Cette étude présente un tableau complet des facteurs non génétiques associés aux angio-œdèmes induits par les IEC/ARA2. Elle confirme qu’il n’existe pas de profil clinique suffisamment discriminant pour éviter ce risque iatrogène grave.

  • Il est crucial de questionner tous les patients sous IEC/ARA2 sur d’éventuels antécédents d’angio-œdème.
  • En cas d’apparition d’un œdème, il est impératif d’interrompre définitivement le traitement suspect.
  • Même après une longue période de tolérance (supérieure à 12 mois), un angio-œdème peut survenir.

L’avenir réside dans la fusion des données médicales et génétiques pour élaborer des profils de risque personnalisés.


L’angio-œdème non histaminergique des IEC/ARA2 est une forme clinique insidieuse pour l’allergologue. Son phénotype — souvent facial, sans urticaire — évoque parfois un angio-œdème bradykinique héréditaire. D’autant plus que, contrairement à ce dernier, il ne répond ni aux antihistaminiques, ni à l’adrénaline.

Cette recherche met en évidence un aspect crucial : ces événements indésirables ne se produisent pas nécessairement au début du traitement, mais peuvent survenir plusieurs mois, voire plusieurs années plus tard. Cela complexifie la vigilance du clinicien, qui aura tendance à relier un angio-œdème à des médicaments plus récemment introduits.

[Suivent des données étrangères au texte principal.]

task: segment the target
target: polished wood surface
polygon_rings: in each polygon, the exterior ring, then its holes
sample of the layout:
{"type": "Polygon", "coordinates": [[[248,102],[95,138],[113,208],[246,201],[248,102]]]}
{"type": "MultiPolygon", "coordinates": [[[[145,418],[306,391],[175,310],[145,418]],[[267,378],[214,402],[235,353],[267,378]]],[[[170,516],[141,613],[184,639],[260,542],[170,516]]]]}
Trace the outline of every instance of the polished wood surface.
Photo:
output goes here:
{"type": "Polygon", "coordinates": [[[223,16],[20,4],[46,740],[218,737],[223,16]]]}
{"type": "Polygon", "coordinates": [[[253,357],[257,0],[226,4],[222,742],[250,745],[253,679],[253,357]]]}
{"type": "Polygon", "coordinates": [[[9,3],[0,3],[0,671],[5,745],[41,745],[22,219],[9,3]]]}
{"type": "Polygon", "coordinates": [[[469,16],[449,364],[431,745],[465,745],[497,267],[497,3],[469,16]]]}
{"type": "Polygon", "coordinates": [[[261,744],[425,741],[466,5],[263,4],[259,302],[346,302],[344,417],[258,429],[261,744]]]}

Pour l’allergologue, deux points méritent d’être soulignés :

  • La coexistence d’une atopie augmente le risque, sans qu’on puisse parler d’allergie médicamenteuse stricto sensu.
  • Les traitements par IEC ou ARA2 doivent être interrogés systématiquement devant tout angio-œdème isolé, en particulier facial, même en l’absence de réaction immédiate ou d’éruption.

Enfin, si les données génétiques ne sont pas encore accessibles dans la pratique courante, elles pourraient permettre d’identifier les rares patients chez qui la prescription d’un IEC expose à un risque vital. En attendant, une bonne anamnèse reste notre meilleure arme.